When defining a type, one thing we must do is specify the values that constitute that type — this is precisely what a type constraint does.
Transaction ACID:
- Atomicity: A transaction is either fully performed or not performed at all.
- Consistency: Every transaction takes the database from one consistent state to another consistent state, without necessarily preserving consistency at any intermediate point. Note that a database state is consistent if and only if it satisfies all defined constraints.
- Isolation: The updates of any transaction are hidden from all other transactions until the transaction commits.
- Durability: Once a transaction commits successfully, its updates persist in the database even if the system subsequently crashes.
Semantic optimization means using constraints to simplify queries, thereby improving performance.
Chapter 9: SQL and Views
Excerpts
Physical data independence: refers to our ability to change the way data is physically stored and accessed without changing the way users perceive the data. Logical data independence: refers to our ability to change the way data is logically stored and accessed without changing the way users perceive the data. And it is views that are supposed to provide logical data independence.
Snapshots are important in data warehousing, distributed systems, and many other contexts. In these contexts, applications can often tolerate (and sometimes even require) data to remain unchanged from a certain point in time onward. Reporting and accounting applications are prime examples. Such applications typically require data to be frozen at a given moment, and snapshots allow this freezing to occur without locking out other applications.
View operations should be implemented by mapping them into operations on the appropriate underlying relvars.
Chapter 10: SQL and Logic
What is relational calculus? In essence, it is an applied form of predicate calculus (also known as predicate logic), tailored specifically for relational databases.
Relational completeness is a fundamental measure of a language’s expressive power: if a language is relationally complete, it means that arbitrarily complex queries can be expressed without resorting to any iterative loops or branching.

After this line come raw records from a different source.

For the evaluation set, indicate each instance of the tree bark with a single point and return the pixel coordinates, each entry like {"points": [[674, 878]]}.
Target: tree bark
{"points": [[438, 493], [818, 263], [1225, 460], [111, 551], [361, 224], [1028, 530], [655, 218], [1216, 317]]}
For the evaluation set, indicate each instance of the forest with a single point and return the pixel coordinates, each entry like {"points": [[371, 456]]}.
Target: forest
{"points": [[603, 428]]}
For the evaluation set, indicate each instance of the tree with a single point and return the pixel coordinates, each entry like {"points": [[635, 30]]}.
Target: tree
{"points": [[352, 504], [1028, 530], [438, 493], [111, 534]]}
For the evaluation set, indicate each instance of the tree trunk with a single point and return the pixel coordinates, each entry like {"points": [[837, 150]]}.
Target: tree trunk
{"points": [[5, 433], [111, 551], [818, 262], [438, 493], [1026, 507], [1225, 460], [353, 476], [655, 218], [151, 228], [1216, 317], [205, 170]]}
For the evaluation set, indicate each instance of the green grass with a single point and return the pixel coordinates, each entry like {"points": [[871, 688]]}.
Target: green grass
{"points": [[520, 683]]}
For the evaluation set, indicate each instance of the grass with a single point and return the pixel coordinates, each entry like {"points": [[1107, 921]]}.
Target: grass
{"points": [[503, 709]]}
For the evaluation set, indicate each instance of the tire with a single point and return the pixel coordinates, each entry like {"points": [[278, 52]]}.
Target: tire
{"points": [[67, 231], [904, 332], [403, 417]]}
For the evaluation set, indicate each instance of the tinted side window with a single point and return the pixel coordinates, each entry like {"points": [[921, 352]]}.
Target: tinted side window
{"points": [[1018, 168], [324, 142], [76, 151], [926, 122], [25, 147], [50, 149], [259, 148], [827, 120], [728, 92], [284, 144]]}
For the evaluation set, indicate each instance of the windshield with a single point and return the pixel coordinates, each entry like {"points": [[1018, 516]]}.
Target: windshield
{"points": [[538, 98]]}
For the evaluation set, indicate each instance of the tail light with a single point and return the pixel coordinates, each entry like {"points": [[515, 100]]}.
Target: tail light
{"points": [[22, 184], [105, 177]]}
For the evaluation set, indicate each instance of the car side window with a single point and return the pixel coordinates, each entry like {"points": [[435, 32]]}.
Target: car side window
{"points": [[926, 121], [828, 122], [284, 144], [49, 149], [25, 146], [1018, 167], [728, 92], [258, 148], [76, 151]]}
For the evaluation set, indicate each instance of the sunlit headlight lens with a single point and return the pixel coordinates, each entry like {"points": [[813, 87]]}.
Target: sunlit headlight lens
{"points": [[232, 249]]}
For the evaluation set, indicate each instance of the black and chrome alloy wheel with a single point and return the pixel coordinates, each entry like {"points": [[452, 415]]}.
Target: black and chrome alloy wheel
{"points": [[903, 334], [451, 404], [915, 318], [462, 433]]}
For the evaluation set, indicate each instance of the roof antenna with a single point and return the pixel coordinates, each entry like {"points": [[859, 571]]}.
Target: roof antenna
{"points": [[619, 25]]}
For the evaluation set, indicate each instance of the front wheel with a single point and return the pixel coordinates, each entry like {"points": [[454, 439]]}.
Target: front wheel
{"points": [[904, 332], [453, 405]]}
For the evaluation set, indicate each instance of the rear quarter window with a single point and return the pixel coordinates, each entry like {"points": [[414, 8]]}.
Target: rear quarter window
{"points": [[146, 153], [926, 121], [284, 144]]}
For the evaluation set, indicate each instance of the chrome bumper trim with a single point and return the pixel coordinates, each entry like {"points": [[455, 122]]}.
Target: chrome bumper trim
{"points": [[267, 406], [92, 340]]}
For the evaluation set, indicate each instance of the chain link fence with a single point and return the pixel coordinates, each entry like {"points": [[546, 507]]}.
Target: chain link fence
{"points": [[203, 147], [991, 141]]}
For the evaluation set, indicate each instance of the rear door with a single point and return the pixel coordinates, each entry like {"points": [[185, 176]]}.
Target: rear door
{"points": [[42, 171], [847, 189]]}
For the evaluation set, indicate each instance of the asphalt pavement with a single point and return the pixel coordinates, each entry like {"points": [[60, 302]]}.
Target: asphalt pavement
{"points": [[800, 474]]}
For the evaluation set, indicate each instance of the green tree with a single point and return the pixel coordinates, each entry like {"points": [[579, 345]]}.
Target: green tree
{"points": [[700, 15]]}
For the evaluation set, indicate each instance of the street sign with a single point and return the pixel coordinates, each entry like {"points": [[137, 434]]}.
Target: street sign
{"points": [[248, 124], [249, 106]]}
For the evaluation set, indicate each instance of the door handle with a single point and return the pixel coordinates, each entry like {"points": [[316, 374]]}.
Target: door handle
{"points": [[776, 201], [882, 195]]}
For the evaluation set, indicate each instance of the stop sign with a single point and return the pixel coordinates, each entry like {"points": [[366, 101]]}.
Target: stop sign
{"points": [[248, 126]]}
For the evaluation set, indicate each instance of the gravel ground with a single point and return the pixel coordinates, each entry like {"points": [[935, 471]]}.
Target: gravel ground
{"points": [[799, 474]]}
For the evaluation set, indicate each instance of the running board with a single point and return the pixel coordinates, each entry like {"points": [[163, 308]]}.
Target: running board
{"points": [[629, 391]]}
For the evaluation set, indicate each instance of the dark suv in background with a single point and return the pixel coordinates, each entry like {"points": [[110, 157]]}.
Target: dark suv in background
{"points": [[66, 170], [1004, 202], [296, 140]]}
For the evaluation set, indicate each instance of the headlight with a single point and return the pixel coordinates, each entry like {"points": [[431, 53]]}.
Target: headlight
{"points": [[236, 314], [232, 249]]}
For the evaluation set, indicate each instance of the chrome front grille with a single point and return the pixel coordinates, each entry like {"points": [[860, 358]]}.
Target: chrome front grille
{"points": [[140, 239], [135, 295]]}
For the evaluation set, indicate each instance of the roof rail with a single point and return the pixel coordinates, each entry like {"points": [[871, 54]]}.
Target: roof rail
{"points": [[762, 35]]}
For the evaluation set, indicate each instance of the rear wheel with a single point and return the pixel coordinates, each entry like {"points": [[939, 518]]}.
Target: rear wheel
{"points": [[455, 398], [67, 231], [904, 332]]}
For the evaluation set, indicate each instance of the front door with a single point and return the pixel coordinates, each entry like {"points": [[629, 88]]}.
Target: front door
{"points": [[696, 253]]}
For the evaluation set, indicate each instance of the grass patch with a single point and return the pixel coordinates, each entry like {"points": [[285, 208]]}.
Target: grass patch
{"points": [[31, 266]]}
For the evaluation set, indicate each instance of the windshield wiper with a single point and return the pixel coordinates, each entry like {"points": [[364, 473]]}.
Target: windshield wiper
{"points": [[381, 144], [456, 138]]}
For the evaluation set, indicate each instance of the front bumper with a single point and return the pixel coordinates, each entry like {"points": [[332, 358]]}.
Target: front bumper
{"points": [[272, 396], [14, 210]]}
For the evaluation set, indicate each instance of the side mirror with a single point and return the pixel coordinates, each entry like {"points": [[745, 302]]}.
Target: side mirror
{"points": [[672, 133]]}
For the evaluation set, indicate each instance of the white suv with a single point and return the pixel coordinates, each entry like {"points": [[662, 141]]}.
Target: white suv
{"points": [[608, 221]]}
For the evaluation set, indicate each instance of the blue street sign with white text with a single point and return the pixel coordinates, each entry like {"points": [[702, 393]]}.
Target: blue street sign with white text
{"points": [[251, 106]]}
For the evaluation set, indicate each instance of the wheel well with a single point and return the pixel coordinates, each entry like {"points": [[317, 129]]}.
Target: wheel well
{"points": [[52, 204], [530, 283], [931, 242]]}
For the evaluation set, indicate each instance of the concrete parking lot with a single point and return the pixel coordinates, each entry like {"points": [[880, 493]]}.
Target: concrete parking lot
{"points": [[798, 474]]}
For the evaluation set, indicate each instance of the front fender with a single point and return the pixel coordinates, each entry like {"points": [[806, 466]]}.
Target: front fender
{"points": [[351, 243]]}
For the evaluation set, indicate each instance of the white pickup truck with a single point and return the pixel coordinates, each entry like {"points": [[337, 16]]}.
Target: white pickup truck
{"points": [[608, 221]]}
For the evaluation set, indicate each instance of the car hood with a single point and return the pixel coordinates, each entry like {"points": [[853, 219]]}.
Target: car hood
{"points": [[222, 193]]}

Chapter 11: Using Logic to Formulate SQL Expressions
Restriction distributes over union, intersection, and difference. Projection distributes over union, but not over intersection or difference.

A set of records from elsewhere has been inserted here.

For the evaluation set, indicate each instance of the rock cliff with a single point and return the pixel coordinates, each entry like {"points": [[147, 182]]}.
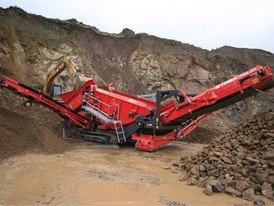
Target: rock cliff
{"points": [[31, 45]]}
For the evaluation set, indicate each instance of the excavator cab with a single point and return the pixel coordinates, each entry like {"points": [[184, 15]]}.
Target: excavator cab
{"points": [[65, 63]]}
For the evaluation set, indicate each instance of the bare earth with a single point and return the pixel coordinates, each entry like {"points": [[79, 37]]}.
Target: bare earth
{"points": [[95, 174]]}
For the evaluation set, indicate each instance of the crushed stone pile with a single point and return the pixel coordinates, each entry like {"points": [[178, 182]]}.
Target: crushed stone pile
{"points": [[240, 162]]}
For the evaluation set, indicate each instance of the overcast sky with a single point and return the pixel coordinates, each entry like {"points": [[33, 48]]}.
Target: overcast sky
{"points": [[208, 24]]}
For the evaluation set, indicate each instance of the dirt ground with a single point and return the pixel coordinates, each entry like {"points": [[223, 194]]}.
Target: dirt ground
{"points": [[38, 167], [94, 174]]}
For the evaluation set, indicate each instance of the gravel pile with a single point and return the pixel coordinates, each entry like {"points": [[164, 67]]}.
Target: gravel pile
{"points": [[240, 162]]}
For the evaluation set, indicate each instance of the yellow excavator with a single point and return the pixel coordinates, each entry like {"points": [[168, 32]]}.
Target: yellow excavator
{"points": [[65, 63]]}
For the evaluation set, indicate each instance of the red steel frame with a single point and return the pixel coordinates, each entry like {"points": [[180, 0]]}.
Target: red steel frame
{"points": [[132, 107]]}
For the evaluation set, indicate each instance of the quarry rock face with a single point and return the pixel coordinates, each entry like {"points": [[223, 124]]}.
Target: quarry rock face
{"points": [[31, 45], [240, 162]]}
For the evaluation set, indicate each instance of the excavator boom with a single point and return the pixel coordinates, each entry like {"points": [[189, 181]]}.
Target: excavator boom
{"points": [[151, 125]]}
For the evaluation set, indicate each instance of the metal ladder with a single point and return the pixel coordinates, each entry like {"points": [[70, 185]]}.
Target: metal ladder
{"points": [[108, 118], [120, 133]]}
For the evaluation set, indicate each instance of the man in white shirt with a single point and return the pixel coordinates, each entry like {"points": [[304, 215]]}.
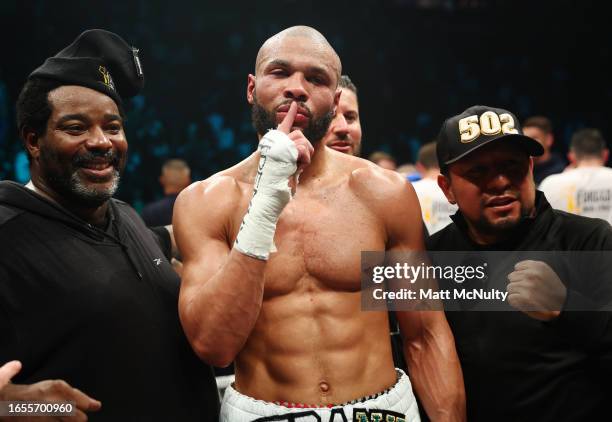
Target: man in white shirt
{"points": [[587, 189], [435, 208]]}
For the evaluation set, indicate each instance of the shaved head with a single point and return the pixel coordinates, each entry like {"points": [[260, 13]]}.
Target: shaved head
{"points": [[311, 37]]}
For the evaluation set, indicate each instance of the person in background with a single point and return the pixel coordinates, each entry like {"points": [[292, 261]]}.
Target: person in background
{"points": [[585, 189], [344, 133], [540, 128], [176, 176], [384, 160], [435, 209], [533, 359]]}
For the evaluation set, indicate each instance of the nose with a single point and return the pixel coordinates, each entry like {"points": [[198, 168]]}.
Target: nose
{"points": [[294, 89], [499, 182], [99, 140]]}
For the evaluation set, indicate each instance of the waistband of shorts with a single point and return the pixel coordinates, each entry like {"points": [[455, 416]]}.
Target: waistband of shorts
{"points": [[401, 390]]}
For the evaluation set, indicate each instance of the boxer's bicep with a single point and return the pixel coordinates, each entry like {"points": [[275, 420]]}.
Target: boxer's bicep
{"points": [[200, 229]]}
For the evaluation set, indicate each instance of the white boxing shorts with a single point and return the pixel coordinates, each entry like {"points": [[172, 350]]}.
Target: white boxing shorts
{"points": [[397, 404]]}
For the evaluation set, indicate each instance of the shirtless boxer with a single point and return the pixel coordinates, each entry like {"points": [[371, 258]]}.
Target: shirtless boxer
{"points": [[273, 282]]}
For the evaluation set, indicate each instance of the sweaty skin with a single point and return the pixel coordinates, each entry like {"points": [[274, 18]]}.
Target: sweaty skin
{"points": [[293, 325], [311, 343]]}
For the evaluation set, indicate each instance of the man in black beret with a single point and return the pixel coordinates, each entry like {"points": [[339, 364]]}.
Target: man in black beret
{"points": [[86, 294]]}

Chapter 12: Miscellaneous SQL Topics
An implementation-defined feature is one whose semantics can vary from one implementation to another, but whose characteristics must at least be specified in every implementation. In other words, an implementation may decide for itself how it implements the feature, but the result of that decision must be documented.
The use of SELECT * should be avoided, because the meaning of * changes when new columns are added to an existing table. It is recommended to explicitly specify the relevant columns by name.
Range variable: In the relational model, a range variable is a variable that ranges over the set of tuples in some relation (or, in SQL terms, the set of rows in some table).
A subquery in SQL is a table expression enclosed in parentheses. Subqueries fall into three broad categories:
- Table subquery: a subquery that is neither a row subquery nor a scalar subquery.
- Row subquery: a subquery that appears in a position where a row expression would be expected.
- Scalar subquery: a subquery that appears in a position where a scalar expression would be expected.
A correlated subquery is a special type of table, row, or scalar subquery. Specifically, it is a subquery that contains a reference to an “outer” table.
An empty set is a set that contains no elements.
Notes & Reflections
Core value of views: logical data independence, simplified queries, access control.
View updatability: Some views are updatable, others are not, depending on how the view is defined and on the underlying DBMS support.
From the perspective of relational database theory, for a view to support update operations, a series of strict conditions must be satisfied. The typical theoretical conditions for a view to be updatable include:
- Based on a single base table: the view’s FROM clause contains only one base table (no joins involving multiple tables).
- Includes a candidate key: the view’s query result must include the primary key (or another candidate key) of the underlying base table. This is necessary to uniquely identify the row to be modified.
- No aggregation: GROUP BY, HAVING, or aggregate functions (such as SUM, COUNT, AVG, etc.) must not be used.
- No set operations: UNION, UNION ALL, INTERSECT, EXCEPT, etc. must not be used.
- No DISTINCT keyword: ensures that rows are unique and traceable.
- No computed columns: if a view’s column is derived from an expression or function, it is generally not directly updatable. The update operation must be able to determine unambiguously how to modify the original column in the base table.
For views that are theoretically non-updatable, the commonly adopted approach across databases today is: the INSTEAD OF trigger.
Principle: you can define a trigger on a view that tells the database, whenever someone attempts an INSERT, UPDATE, or DELETE operation on the view, to execute custom SQL logic instead of the default operation.
Appendix A: The Relational Model
A database must be relational.
In other words, common non-relational databases are merely application-specific data stores — one could even say they hardly qualify as databases at all.
In precise mathematical terms, a set of ordered pairs is a binary relation. The definition is as follows: A binary relation over two sets A and B is a subset of the Cartesian product of A and B. In other words, a binary relation is a set of ordered pairs (a, b) such that the first element a comes from A and the second element b comes from B.
The relational model consists of five components:
- An extensible collection of scalar types, including in particular the BOOLEAN type.
- A relation type generator and the intended interpretation of relations of the types so generated.
- Facilities for defining relation types generated by the aforementioned generator.
- A relation assignment operator for assigning relation values to relation variables.
- A relationally complete, general-purpose set of relational operators for deriving relation values.
The following is the scientific method:
- Empirically observe a particular phenomenon
- Construct a theory or hypothesis to explain the phenomenon
- Use the theory to make predictions
- Test the accuracy of the predictions
- Refine the theory based on the test results
- Iterate as above
Appendix B: SQL Departures from the Relational Model
- SQL often does not treat views as tables.
- SQL’s support for view updating is very weak, ad-hoc, and incomplete.
- SQL is based on three-valued logic, whereas the relational model is based on two-valued logic.
- …
Appendix C: A Relational Approach to Missing Information
Notes & Reflections
The primary method for handling missing information in the SQL standard is NULL values. Advantages: simple and intuitive, storage-efficient (no additional storage overhead), widely supported. Disadvantages: the complexity of three-valued logic (true, false, unknown complicates query logic), semantic ambiguity (unable to distinguish between different meanings such as “unknown”, “inapplicable”, etc.).